We talked recently in my Child Development class about power struggles in relationships. In most relationships you will have throughout your life, there's going to be someone with more power and someone with less power. The healthier the relationship, the less dramatic the imbalance and less power discrepancy between the two groups. I found one passage in particular that really threw me off, when reading for this kind of interaction.
When Lily goes to the station to pick up Mr. Trenor, they drive back home and have a conversation about why Mrs. Trenor would have sent Lily. She argues that she's the "safest person" for him to be with, and to this he replies, "It's because you wouldn't waste your time on an old hulk like me. We married men have to put up with what we can get; all the prizes are for the clever chaps who've kept a free foot."

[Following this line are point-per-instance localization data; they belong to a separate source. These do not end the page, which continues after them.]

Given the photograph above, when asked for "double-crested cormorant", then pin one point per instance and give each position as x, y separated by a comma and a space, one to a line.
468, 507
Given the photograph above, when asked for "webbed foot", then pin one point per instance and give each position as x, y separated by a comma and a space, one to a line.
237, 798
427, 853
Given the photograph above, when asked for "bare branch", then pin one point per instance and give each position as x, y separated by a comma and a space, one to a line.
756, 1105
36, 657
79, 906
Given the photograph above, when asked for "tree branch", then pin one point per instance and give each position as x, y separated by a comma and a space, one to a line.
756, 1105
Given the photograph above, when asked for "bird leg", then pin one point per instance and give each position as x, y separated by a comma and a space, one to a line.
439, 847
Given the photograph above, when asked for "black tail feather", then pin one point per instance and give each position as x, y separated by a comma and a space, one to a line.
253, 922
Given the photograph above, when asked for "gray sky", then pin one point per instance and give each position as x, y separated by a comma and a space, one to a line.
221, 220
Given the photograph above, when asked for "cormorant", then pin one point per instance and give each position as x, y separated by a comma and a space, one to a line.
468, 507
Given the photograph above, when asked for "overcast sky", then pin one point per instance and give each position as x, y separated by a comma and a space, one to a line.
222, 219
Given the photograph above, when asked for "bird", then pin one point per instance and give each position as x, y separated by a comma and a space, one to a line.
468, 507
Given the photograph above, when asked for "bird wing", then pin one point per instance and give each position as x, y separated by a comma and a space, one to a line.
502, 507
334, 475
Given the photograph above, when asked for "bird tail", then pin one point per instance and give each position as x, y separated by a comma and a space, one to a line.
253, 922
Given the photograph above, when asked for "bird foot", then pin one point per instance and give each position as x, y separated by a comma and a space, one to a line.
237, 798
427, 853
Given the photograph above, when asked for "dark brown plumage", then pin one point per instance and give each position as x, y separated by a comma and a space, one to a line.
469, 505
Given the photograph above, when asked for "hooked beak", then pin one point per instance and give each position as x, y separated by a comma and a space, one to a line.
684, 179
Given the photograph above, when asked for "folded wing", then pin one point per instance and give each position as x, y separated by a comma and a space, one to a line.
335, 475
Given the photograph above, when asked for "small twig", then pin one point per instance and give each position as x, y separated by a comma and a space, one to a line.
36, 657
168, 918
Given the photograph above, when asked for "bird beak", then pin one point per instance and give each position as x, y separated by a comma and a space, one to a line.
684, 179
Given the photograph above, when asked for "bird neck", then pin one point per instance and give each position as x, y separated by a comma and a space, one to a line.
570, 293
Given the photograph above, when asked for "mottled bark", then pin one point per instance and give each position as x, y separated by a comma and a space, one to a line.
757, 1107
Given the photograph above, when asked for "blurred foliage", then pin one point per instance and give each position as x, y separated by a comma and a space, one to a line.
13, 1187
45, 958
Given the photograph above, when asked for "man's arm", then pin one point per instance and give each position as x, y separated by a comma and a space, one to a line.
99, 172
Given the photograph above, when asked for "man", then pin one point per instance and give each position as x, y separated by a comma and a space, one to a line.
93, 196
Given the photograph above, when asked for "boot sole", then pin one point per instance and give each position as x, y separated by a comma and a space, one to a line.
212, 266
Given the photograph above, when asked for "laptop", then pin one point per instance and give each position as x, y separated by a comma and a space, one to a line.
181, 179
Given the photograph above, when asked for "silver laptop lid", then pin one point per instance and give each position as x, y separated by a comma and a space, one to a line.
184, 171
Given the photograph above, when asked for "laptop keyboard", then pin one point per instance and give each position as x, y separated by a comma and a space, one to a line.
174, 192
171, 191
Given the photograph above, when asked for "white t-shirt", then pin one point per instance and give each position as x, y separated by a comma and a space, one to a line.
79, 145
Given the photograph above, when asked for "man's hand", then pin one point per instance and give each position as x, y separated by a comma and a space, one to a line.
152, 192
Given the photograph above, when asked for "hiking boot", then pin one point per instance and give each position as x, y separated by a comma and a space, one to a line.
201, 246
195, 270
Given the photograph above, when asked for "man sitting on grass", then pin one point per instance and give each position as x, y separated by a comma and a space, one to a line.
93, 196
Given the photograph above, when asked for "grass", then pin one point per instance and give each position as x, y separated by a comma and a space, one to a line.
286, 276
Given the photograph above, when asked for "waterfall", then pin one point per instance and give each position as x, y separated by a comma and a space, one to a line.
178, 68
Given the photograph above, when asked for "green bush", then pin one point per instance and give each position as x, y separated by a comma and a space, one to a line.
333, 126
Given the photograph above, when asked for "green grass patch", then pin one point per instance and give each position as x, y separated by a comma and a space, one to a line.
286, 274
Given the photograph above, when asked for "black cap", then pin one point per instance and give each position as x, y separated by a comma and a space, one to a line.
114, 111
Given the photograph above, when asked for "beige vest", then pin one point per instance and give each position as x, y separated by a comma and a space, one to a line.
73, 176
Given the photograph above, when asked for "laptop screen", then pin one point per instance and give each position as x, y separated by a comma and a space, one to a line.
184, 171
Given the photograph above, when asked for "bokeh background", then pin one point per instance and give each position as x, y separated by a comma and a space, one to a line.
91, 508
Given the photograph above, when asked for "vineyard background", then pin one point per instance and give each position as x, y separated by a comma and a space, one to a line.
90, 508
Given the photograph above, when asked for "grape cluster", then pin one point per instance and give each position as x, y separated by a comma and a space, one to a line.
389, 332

I'm trying to determine where the power lies in married couples. Is it in the male, who has acquired the beautiful piece of feminine art and may now show her off to his society? This passage made me question this belief and wonder about the power of the female in a married position. Not only may she flirt with other men now, as we mentioned in class, but Mr. Trenor references the Mrs. as a sort of "ball and chain" by pointing out his lack of a "free foot". She has a power over him, and I think that power is drawn from keeping him from occupying the art-collector role of the younger, single men in society. In the idle rich lifestyle, this pleasure in the female form is one of the only pastimes, and it drives much of their interaction-- gossip, dinner parties, tableaus. But what good is a husband, who has already acquired his essential piece of art? And now his wife has access to his funds and is able to throw the elaborate dinner parties, plan travels abroad, and exert control over their husbands.
I believe this ties closely in to how and why Lily operates the way she does. She wants that power, that freedom afforded by a wealthy marriage, but is not willing to play by the rules and constraints of being a proper, single lady. I guess that's what makes Lily an especially compelling character to me, that she should life her life in such a binary of having the power to be manipulative and successful on her own, yet tries to fit herself into the box of matrimony that society has prescribed for her.